My initial reaction to the NYT headline “The Biden administration, under fire for supply chain woes, says stores will be fully stocked for the holidays” was that the President is making promises he can’t keep. Indeed, that was the subhed of this post even after I read enough of the story to decide it was worth taking the time to blog.
President Biden told executives from some of the nation’s largest retailers on Monday that his administration was committed to partnering with them to untangle supply chains and ensure that American consumers can find everything they want this holiday season, as a surge in shopping tests an already strained global delivery system.
[…]
The meeting was part of a larger effort by the president to show he is doing everything he can to combat inflation and ensure a more normal holiday shopping season as Covid-19 continues to persist.
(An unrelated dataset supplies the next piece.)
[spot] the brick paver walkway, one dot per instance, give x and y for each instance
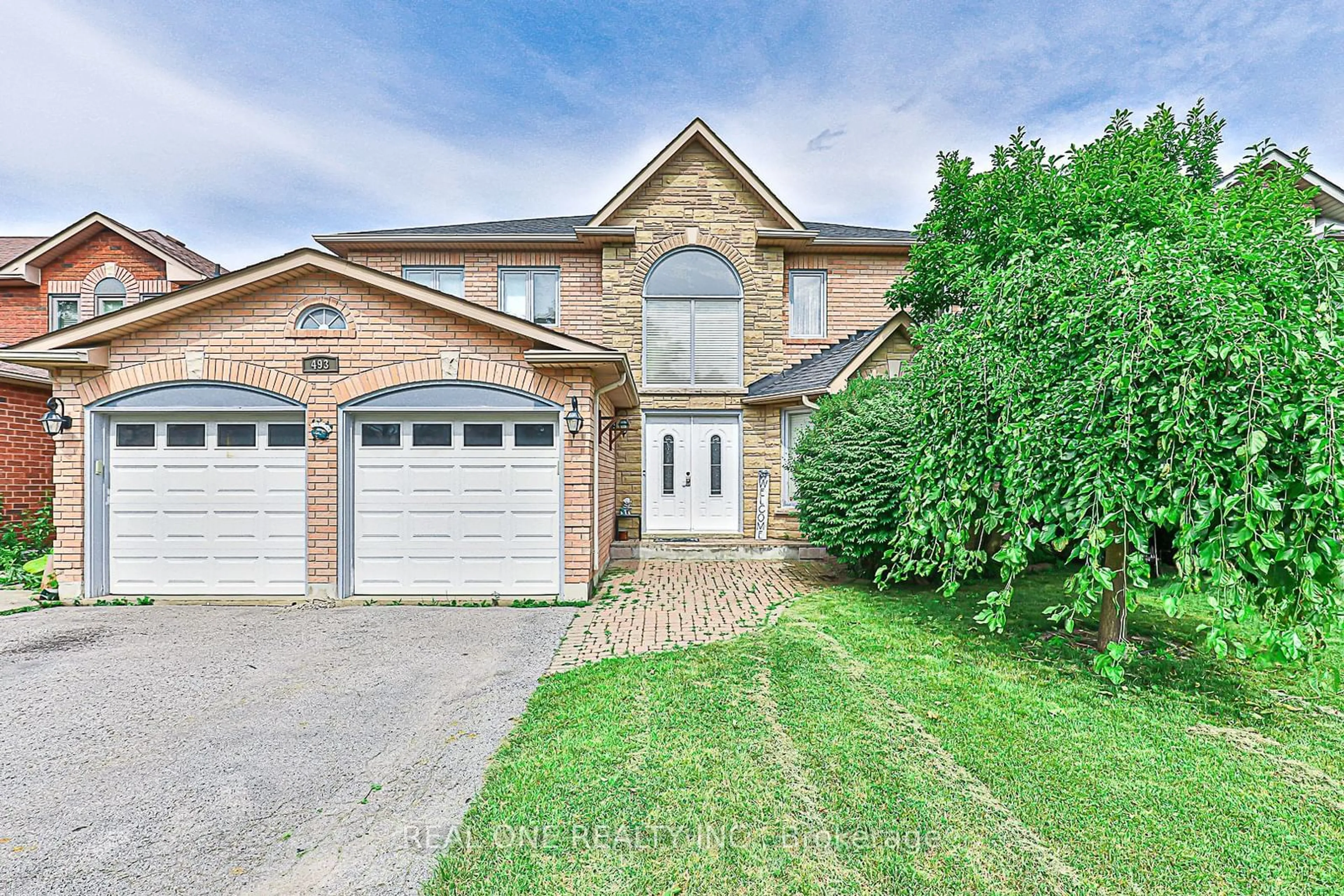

Mr. Biden has made a push to unclog ports, address trucker shortages and take other steps to alleviate the pressure created by consumers looking to buy couches, cars and electronics instead of eating out or going to theme parks.
But the White House has limited reach to affect a supply chain that is controlled by private companies and shaped by larger forces, like the pandemic and consumer demand.
Still, top officials tried to reassure a nervous public on Monday that consumers would be able to purchase what they want.
“There are going to be toys on your shelves,” Jen Psaki, the White House press secretary, told reporters after noting that Black Friday sales were up by nearly a third this year in preliminary estimates. “There is going to be food in your grocery stores.”
Shipping costs have begun to recede slightly from stratospheric highs as West Coast ports work to reduce congestion. Officials announced new measures on Monday to incentivize night and weekend container pickup at ports, and they highlighted data showing a continued decline in the backlogs of unloaded containers.
But many trade experts say the supply chain crisis is far from over. Extraordinarily high demand in the United States for products made in Asian factories, combined with a shortage of truckers and warehouse workers, means supply chain issues are likely to be long-lived.
Phil Levy, the chief economist at Flexport, a freight forwarder, said that the organization’s data “does not show things getting much better. Not yet.”
He said the dramatic increase in demand in the United States for goods had created a backlog of orders that will take months to fulfill. Congestion could even persist through next year, he said, unless an early end to the pandemic or a market crash suddenly encourages Americans to curtail their spending.
While I don’t blame Biden—or, hell, even former President Trump—for the supply chain mess, it struck me as foolish for him to tell the American people that he was going to somehow fix it within the next few days. It just struck me as an unnecessary own-goal.
Then I read the next paragraph:
While companies of all sizes continue to face shipping delays and elevated transportation costs, most major retailers have said they expect their shelves to be fully stocked during the holidays. Companies have gone to extraordinary measures to procure goods in time for the holidays, including chartering their own vessels and shipping products by air instead of by sea.
That’s the eleventh paragraph (granted, newspaper paragraphs can be quite short). And yet it completely changes the story!
So, basically, the President is promising to do all he can to partner with businesses to hasten up the opening of the supply chains and his people are reassuring the American people that these issues won’t impact their ability to put food on the holiday table or toys under the Christmas tree because retailers have already ensured that will be the case. If anything, he’s taking credit for something he had nothing to do with, which is a time-honored tradition of effective politicians everywhere.